You know what I’m all done with? Santa Fe’s quatrocentenario—the 400th anniversary celebration. Sure it’s scheduled to go on for more than a year, but that’s no excuse for sucking at the outset. Like many Santa Feans, I think I’ve given it a fair shake, a tolerant smile and an opportunity to convince me—or anyone, really—that it’s going to be an important, useful, fun, celebratory, economically advantageous event.
But no. So far nothing has really happened to convince me that it’s anything other than a weird post-colonial seizure—the fevered gasp of a misunderstood and violent history. Even before Corey Pein’s excellent reporting on SFReeper.com—in which he detailed some of the shocking and reckless expenses dominating the 400th’s budget—the apparent lack of organization or any economically justifiable slate of events or publicly instructional sense of what, exactly, is being celebrated had begun to wear thin.
More than a year ago, when Santa Fe Mayor David Coss insisted that additional funds be directed toward the quatrocentenario just as the country dipped into economic catastrophe, I read it as leadership in a storm: Rather than rolling into a little ball and whimpering, Santa Fe was taking steps to ensure its vitality through rough times. But you know, I assumed (yeah,I know) that there was a there there. I made the rookie mistake of thinking that funding the thing equated to infusing the thing with substance.
But the map is not the territory and, in this case, the territory is looking increasingly like a black hole. If there was a motivational factor other than fear of bruising Santa Fe’s Hispanic pride when the city Finance Committee recently acted to “fast-track” an additional $750,000 to an obviously bloated budget under dubious management, I have yet to discover it. The funding issue, which goes before the Public Works Committee on Oct. 28, won’t even save the event—the 400th dropped its executive director, PR firm and corporate fundraising contract after requesting the cash.

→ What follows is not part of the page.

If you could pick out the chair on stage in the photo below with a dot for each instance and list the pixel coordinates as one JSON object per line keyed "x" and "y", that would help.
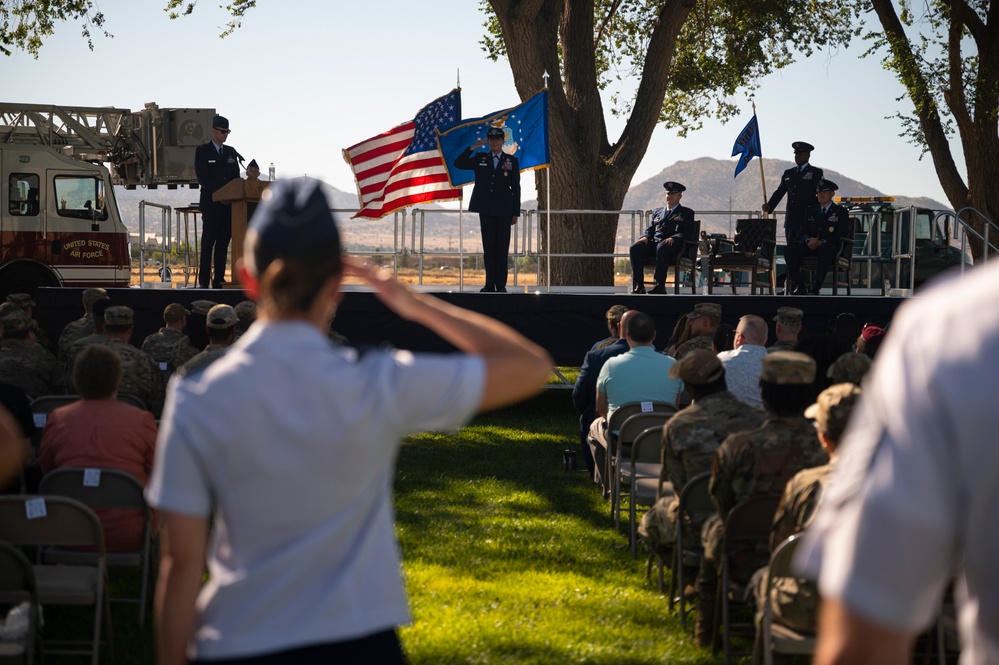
{"x": 685, "y": 261}
{"x": 755, "y": 245}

Thus far, there is no evidence of anything more than token attempts (ie, celebrity lectures versus community dialogue) to justify the glorification of colonial history and the correlative neglect of Native American culture, and the manifold factors in the sculpting of the city’s essence and soul. Oh, there’s lip service aplenty, but nothing concrete to justify so manic and substantial a public investment. The success of events thus far has depended on the goodwill of participants and organizers such as the Santa Fe School of Cooking, and those participants have issued a steady stream of qualifications about the arbitrary marker of 400 years on the development of the city we know today as Santa Fe.
The slate of upcoming events remains alarmingly empty. Sherman Alexie, Carlos Fuentes and Anthony Bourdain are some top-shelf lecture guests—and ones who can address some of the whole event’s failed underpinnings with humor and wit—but they alone (well, they and a dinner gala and a New Year’s party) are an unconvincing excuse for Santa Fe’s apparent blind devotion to a poorly constructed and mysteriously expensive commemoration.

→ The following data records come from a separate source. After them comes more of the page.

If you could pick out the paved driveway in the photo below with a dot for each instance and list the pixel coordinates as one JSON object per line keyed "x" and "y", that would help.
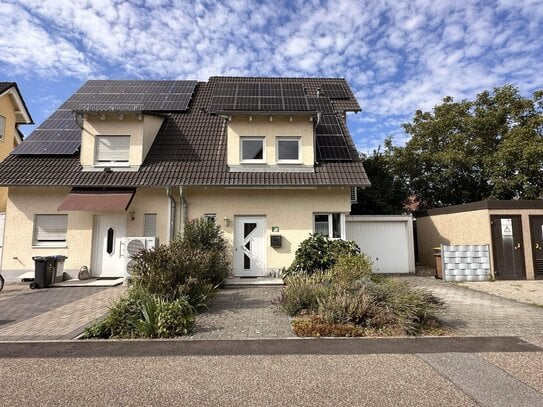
{"x": 475, "y": 313}
{"x": 51, "y": 313}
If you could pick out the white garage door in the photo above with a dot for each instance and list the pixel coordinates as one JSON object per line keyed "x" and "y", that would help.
{"x": 389, "y": 243}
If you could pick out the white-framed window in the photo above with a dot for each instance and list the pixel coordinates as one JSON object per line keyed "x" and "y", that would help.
{"x": 2, "y": 127}
{"x": 252, "y": 150}
{"x": 331, "y": 225}
{"x": 149, "y": 224}
{"x": 50, "y": 230}
{"x": 112, "y": 151}
{"x": 211, "y": 216}
{"x": 289, "y": 150}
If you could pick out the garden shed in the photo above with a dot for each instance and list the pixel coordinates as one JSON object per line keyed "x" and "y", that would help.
{"x": 512, "y": 229}
{"x": 387, "y": 240}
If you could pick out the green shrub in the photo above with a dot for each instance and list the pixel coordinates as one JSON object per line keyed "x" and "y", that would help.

More prevalent on the 400th website than engaging content or the promise of events that sound fun, educational or worthy of public funds is a slate of commemorative products. There are 1.5 humdrum T-shirts for each scheduled, legitimate, original event. Of course, the “store” is packed with traditional and contemporary iconic art of Santa Fe like, um, tank tops and toddler beanies. I’m going to go out on a limb here and guess that the “eco-friendly” tote bags had to be shipped across an ocean—like a Chinese consumer conquistador—before arriving here in Santa Fe to capture hearts, minds and groceries.
In other words, the quatrocentenario is already making such previous disasters as Design Week look successful in retrospect. What is it with this town that makes financial accountability and competence so shockingly elusive? If it’s the lithium in the water, it’s understandable, but I’m starting to suspect it’s just that we’re still an easy mark, especially when we get our cultural pride played off our cultural guilt while someone whispers “tourism” in our ears.

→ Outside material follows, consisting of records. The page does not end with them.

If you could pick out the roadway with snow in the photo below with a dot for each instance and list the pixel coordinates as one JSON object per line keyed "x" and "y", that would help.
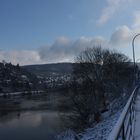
{"x": 137, "y": 123}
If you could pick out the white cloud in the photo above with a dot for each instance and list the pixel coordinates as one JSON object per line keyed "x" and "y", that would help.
{"x": 136, "y": 23}
{"x": 20, "y": 56}
{"x": 64, "y": 49}
{"x": 111, "y": 8}
{"x": 122, "y": 35}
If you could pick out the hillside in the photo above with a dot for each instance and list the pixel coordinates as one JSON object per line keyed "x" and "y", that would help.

Is it justifiable to celebrate Santa Fe’s manifold cultural influences and drive economic activity through the trumpeting of the city’s age and history? Absolutely. Is it justifiable to do so through the overarching theme of colonialism with a veneer of post-millennial cultural sensitivity? For some, probably it’s fine, but it’s still shortsighted and in poor taste. Is it justifiable to do so through the laughingly predictable mechanism of connected contractors and patron hookups and overpriced experts? Not so much. That’s not a celebration or an economic driver, it’s just another racket.
Welcome to Santa Fe. That’s, right—according to the king of Spain—the city is 400 years old. But not much has changed since its start. We’re still desperately searching for gold and, when we can’t find it, we just take it from each other.